Through these and other projects, I have worked toward answers about how painting might remain relevant not just to thorny questions of history, culture, and environment but also to my personal recollection of heritage, immigration, and identity. I have found enormous tactical and aesthetic value in the multidisciplinary approach that is core to my practice—incorporating painting, textiles, video, drawing, and installation—but I also take undeniable pleasure in iterative mark-making, cutting, and layering, as well as in my flâneuse's journey through archives and bargain bins in support of my work.

Each of these projects has been a gift that has allowed me to explore new methods of visual storytelling.
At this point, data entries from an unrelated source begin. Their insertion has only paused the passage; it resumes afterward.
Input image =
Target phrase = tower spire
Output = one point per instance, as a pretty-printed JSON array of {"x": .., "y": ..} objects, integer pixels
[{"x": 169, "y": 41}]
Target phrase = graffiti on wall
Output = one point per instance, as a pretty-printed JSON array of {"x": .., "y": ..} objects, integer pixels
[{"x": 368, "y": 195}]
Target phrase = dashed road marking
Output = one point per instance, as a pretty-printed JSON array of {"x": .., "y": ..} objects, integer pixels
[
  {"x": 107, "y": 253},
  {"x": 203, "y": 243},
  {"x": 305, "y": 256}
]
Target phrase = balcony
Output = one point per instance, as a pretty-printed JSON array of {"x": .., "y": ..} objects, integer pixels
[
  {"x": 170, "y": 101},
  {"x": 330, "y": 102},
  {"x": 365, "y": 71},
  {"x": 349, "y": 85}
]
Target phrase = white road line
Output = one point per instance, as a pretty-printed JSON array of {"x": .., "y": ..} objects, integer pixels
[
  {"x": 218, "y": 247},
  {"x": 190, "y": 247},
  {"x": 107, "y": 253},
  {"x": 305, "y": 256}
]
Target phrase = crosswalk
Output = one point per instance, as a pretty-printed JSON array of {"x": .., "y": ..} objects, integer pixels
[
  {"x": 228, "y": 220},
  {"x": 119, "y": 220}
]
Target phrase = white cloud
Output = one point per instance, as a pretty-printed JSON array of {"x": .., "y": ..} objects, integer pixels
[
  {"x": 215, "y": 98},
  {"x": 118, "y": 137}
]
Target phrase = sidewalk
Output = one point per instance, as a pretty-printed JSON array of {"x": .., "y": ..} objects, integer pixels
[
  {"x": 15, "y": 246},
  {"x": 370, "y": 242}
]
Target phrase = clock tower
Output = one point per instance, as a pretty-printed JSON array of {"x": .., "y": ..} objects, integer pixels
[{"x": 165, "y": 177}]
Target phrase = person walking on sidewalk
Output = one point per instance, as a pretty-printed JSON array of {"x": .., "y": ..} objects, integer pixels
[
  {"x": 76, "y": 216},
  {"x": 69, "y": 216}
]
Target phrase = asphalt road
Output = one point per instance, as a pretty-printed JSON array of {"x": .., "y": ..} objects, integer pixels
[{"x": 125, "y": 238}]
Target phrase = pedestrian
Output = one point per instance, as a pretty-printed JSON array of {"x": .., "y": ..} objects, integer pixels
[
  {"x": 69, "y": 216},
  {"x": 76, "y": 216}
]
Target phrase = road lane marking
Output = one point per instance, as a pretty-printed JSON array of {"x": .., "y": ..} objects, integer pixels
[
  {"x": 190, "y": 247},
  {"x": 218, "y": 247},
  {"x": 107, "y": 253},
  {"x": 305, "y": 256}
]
I would argue that the traditional painterly demands of my practice, coupled with the requirement that I follow procedural aspects through to their often unexpected conclusions, have essential application to questions about painting's role at a moment when the medium is under pressure from changing practices, expectations, and technologies. As I continue to develop my work, I remain committed to exploring these themes at the level of not just ideas but of the brush and canvas.